The RCMP has lost a long-running lawsuit with a U.S. company that accuses the force of breaching a contract that was supposed to provide cruise ships as accommodations for security forces during the 2010 Winter Games.

The ruling, issued earlier this week by a judge in Washington, concluded the RCMP entered into a contract with Cruise Connections, but then went about making demands and refusing to offer assurances that the cruise company would not get hit with a massive Canadian tax bill.

"There is no doubt that RCMP's own actions impeded finalization of charter party agreements," wrote U.S. District Judge Rosemary Collyer.

"The court finds that RCMP agreed to pay all Canadian taxes imposed on the cruise lines. When RCMP refused to acknowledge its commitment and then repudiated it, it breached the agreement between the parties in a distinctly fundamental way."

In 2008, the RCMP was faced with the task of finding accommodations for officers who were assigned to the integrated security unit that was in charge of providing security at Games. The contract was to provide members of the unit, mostly RCMP officers, with bunks, food and laundry.

The decision, released Monday, did not specify damages. However, Cruise Connections had argued in past legal proceedings the RCMP should be liable for up to the entire value of the $57-million contract.

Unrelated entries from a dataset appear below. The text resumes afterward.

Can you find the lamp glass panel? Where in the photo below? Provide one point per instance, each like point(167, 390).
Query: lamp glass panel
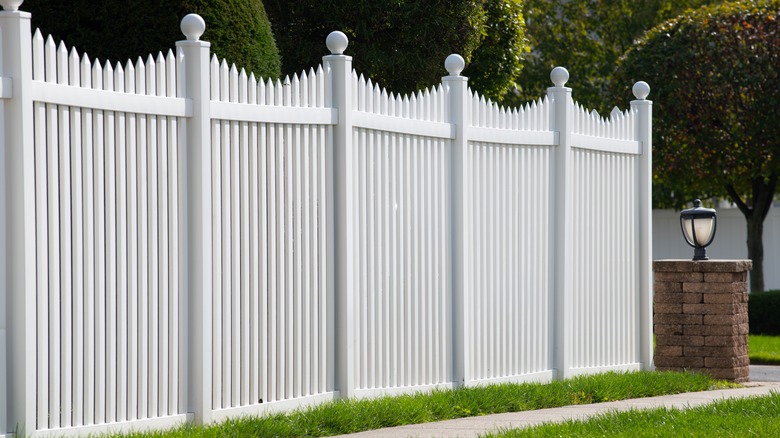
point(704, 228)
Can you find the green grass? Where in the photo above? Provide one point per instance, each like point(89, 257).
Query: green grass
point(764, 349)
point(758, 417)
point(348, 416)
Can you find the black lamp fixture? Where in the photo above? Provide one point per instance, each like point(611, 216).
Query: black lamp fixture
point(698, 226)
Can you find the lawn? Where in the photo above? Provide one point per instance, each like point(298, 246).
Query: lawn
point(764, 350)
point(759, 417)
point(348, 416)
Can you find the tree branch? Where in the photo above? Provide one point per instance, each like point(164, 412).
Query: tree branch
point(747, 211)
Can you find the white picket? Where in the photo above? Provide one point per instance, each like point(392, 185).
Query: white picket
point(110, 224)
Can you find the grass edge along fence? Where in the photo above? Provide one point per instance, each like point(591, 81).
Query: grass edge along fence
point(351, 416)
point(185, 241)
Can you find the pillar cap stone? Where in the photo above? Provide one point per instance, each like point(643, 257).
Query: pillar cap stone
point(673, 265)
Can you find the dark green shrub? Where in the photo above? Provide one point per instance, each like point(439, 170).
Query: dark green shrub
point(764, 313)
point(402, 44)
point(117, 30)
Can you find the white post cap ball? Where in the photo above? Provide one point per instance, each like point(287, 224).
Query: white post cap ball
point(454, 64)
point(193, 26)
point(337, 42)
point(11, 5)
point(559, 76)
point(641, 90)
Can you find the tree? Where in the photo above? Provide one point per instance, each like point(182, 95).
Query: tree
point(587, 37)
point(117, 30)
point(714, 73)
point(498, 60)
point(402, 44)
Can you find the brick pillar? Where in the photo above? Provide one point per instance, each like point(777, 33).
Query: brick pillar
point(700, 317)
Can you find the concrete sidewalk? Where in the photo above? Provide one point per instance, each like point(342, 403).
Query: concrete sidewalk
point(476, 426)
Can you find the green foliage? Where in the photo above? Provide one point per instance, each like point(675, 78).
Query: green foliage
point(764, 313)
point(117, 30)
point(764, 349)
point(402, 44)
point(587, 37)
point(756, 416)
point(498, 60)
point(349, 416)
point(714, 74)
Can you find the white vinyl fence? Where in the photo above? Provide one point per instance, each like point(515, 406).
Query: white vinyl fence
point(183, 241)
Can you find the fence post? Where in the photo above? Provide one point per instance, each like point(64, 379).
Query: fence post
point(194, 85)
point(342, 187)
point(643, 131)
point(562, 314)
point(17, 218)
point(459, 116)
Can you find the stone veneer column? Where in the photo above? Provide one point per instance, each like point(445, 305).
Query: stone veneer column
point(700, 317)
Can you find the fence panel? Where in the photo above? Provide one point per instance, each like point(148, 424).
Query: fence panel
point(605, 165)
point(457, 242)
point(108, 199)
point(272, 323)
point(403, 328)
point(510, 203)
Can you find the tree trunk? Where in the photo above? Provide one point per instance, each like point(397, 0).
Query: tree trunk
point(763, 194)
point(755, 243)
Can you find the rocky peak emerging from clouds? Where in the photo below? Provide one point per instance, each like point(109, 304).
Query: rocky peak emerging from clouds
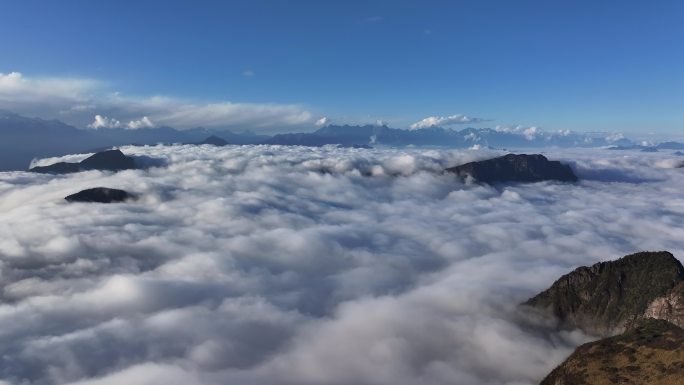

Although Canada won an early legal judgment agreeing the case should not proceed in U.S. courts, that decision was overturned and the case has been slowly making its way through a labyrinth of arguments.

Court documents show Cruise Connection was chosen to provide three ships for security staff and the company would, in turn, subcontract with Holland America and Royal Caribbean to provide the ships. Cruise Connections had what are known as charter party agreements, worth a total of $39-million, with the cruise lines to provide the ships.

But before the agreements with the cruise-ship companies could be executed, the cruise lines wanted the RCMP to assure them they wouldn't be forced to pay income and payroll taxes.

Court documents show Cruise Connections had good reason to be worried. After Hurrican Katrina, Carnival Cruise Line provided ships to house government workers, but the company was later dinged with millions of dollars in taxes.

Cruise lines don't usually have to deal with such taxes because they are registered under foreign flags, the documents show.

With that in mind, shortly after the agreement was reached between the RCMP and Cruise Connections, the company asked for the RCMP's assurances in writing.

"RCMP representatives assured Cruise Connections that the tax issue already was addressed and stipulated in the project services agreement between the RCMP and Cruise Connections," Collyer wrote in a 2011 decision that was a precursor to this week's ruling.

"However, when Cruise connections asked for such assurances on RCMP letterhead, rather than by email, the game changed."

Collyer concluded the RCMP "abruptly" reassigned the two people who had been handling the negotiations and handed the file over to Normande Morin, the force's director of strategic procurement based in Ottawa.

"If anyone bore the brunt of responsibility for the financing falling through, it was Ms. Morin," the judge wrote.

Without the assurance on the tax issue that Cruise Connections needed, the company wasn't able to proceed with its agreements with the cruise-ship companies and obtain bank financing.

The RCMP had argued it never agreed to pay those taxes. Instead, the force said Cruise Connections breached its contract obligations and missed deadlines.

But the judge disagreed.

"The entire record makes it plain that RCMP's own conduct was the central reason why negotiations for charter party agreements were prolonged and expensive," the judge wrote.

"The cruise lines would not pay Canadian taxes, and they could use their ships elsewhere."